0

My attempt to remove arrow character, blank lines and headers from this text file is as below -

I am trying to ignore arrow character and blank lines and write in the new file MICnew.txt but my code doesn't do it. Nothing changes in the new file. Please help, Thanks so much I have attached sample file as well.

import re
with open('MIC.txt') as oldfile, open('MICnew.txt', 'w') as newfile:
    for line in oldfile:
        newfile.write(re.sub(r'[^\x00-\x7f]',r' ',line))
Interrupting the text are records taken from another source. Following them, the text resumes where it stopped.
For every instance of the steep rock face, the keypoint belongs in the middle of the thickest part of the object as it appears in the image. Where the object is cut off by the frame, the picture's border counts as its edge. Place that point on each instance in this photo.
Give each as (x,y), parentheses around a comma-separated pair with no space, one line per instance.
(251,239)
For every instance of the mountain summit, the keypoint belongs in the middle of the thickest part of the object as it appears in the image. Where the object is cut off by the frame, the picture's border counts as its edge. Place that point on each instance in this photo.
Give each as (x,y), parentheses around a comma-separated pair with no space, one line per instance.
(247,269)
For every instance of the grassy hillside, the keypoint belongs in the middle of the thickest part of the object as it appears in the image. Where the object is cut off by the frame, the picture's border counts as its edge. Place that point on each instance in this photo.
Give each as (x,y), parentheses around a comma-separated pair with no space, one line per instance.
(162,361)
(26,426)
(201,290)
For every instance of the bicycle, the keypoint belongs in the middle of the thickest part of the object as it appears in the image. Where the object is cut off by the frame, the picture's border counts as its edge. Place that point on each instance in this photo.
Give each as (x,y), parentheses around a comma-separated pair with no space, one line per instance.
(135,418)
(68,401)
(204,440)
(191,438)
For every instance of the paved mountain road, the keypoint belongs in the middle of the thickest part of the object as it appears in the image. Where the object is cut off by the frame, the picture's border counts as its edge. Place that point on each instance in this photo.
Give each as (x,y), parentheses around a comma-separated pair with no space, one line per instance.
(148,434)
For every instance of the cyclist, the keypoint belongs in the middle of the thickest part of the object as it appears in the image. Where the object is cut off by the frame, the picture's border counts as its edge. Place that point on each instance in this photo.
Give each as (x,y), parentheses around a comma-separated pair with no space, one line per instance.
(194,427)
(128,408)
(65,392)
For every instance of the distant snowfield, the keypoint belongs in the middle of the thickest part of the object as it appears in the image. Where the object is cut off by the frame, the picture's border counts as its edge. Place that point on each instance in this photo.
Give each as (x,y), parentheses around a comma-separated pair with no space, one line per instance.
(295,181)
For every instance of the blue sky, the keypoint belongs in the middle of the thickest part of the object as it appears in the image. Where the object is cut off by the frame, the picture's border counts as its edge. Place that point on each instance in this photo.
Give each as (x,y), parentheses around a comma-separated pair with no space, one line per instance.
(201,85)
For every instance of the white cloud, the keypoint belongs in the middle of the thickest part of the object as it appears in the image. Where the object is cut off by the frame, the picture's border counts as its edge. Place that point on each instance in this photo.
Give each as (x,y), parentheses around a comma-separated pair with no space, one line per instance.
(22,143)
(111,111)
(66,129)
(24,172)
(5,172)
with open('MICnew.txt','r+') as file:
    for line in file:
        if not line.isspace():
            file.write(line)
2
  • 1
    Please extend your error description beyond "it doesn't work"! Commented Nov 17, 2021 at 4:54
  • @KlausD. Done, Thanks Commented Nov 17, 2021 at 4:57

1 Answer 1

1

You can't read from and write to the same file simultaneously. When you open a file with mode r+, the I/O pointer is initially at the beginning but reading will push it to the end (as explained in this answer). So in your case, you read the first line of the file, which moves the pointer to the end of the file. Then you write out that line (unless it's all whitespace) but crucially, the pointer stays at the end. That means on the next iteration of the loop you will have reached the end of the file and your program stops.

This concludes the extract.